Munafri studied for primary, secondary and tertiary school all in Makassar, and earns his bachelor's degree in law from Hasanuddin University in 1999.

==Career==
Munafri worked for his father-in-law for some time, including as CEO for several of the companies within the group. He also served as chairman of South Sulawesi's young entrepreneurs association between 2007 and 2010.

===PSM Makassar===
In 2016, shareholders of PSM Makassar elected Munafri as the new CEO for the club, replacing Rully Habibie. Before, Munafri had worked on clubs such as Hasanuddin FC and Perseka Bosowa. At that time, he was working at Corporate Relations in Bosowa.

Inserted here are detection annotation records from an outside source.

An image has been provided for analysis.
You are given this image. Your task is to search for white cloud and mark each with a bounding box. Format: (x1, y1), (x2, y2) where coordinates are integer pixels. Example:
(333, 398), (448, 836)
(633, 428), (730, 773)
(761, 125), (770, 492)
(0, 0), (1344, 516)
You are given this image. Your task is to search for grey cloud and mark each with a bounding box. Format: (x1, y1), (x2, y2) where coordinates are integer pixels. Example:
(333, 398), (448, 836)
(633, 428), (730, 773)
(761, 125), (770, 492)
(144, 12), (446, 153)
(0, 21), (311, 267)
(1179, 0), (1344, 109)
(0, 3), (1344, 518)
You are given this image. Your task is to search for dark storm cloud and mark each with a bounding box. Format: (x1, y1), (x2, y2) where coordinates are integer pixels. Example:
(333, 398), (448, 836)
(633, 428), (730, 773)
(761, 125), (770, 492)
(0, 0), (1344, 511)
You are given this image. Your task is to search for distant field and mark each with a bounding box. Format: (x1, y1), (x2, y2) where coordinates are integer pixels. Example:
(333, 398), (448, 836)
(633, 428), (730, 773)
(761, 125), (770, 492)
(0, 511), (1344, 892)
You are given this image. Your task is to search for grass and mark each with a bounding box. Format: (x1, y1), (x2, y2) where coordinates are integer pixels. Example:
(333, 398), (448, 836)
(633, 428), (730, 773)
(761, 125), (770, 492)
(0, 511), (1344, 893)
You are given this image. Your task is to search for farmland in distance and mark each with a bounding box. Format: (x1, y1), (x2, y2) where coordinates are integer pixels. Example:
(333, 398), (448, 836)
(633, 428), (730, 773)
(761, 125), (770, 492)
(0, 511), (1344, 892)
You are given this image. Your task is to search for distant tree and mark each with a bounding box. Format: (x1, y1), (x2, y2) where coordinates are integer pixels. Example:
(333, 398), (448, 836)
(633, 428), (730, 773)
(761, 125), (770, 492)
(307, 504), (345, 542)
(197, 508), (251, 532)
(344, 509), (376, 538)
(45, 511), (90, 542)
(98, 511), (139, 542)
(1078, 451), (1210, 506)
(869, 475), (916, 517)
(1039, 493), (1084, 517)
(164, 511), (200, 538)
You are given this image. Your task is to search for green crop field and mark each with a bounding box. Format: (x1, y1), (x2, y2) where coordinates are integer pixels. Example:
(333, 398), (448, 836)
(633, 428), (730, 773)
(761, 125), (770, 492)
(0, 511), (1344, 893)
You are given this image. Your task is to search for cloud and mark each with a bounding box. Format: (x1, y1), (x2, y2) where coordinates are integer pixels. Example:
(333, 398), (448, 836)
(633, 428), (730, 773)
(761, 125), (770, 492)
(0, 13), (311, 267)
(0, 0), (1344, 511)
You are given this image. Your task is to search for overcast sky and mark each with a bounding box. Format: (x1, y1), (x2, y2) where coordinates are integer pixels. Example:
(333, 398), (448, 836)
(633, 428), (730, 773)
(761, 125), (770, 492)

After becoming the last-ranked team in the league following the first four matches in his first season, Munafri fired the club manager Luciano Leandro and brought in Robert Alberts. In addition, nine foreign players were also removed. PSM finished sixth that season.

===Elections===

During the 2018 Indonesian local elections, Munafri registered to run as mayor of Makassar, the capital and largest city of South Sulawesi. Being a member of Golkar, he was supported by 10 political parties representing 43 of the 50 seats in Makassar's city council. His opponent was incumbent mayor Mohammad Ramdhan Pomanto. However, Pomanto was disqualified by the city's electoral commission, citing procedural flaws. This resulted in Munafri running as a single candidate, but he was still required to win over half of the votes to be elected as a none of the above option was available.

In the election itself, Munafri secured 264,245 votes, while 300,795 voted for the empty ballot. While Munafri brought the case to the Constitutional Court, the court denied his case and reiterated the electoral commission's ruling, forcing a repeat election to be held in 2020 and an appointee to act as mayor. Munafri's loss marked the first ever victory for the none of the above option in elections for Indonesian regional leaders.

In his second run in 2020, Arifuddin again faced Pomanto alongside two other tickets and lost, winning 34.7% of votes to Pomanto's 41.3%.

Arifuddin successfully ran for a seat in the South Sulawesi Regional House of Representatives in the 2024 election, winning 29,802 votes.

===Continued politics===
He became the chairman of Golkar's Makassar branch in March 2021. In November 2021, he was appointed honorary consul of Croatia in Makassar.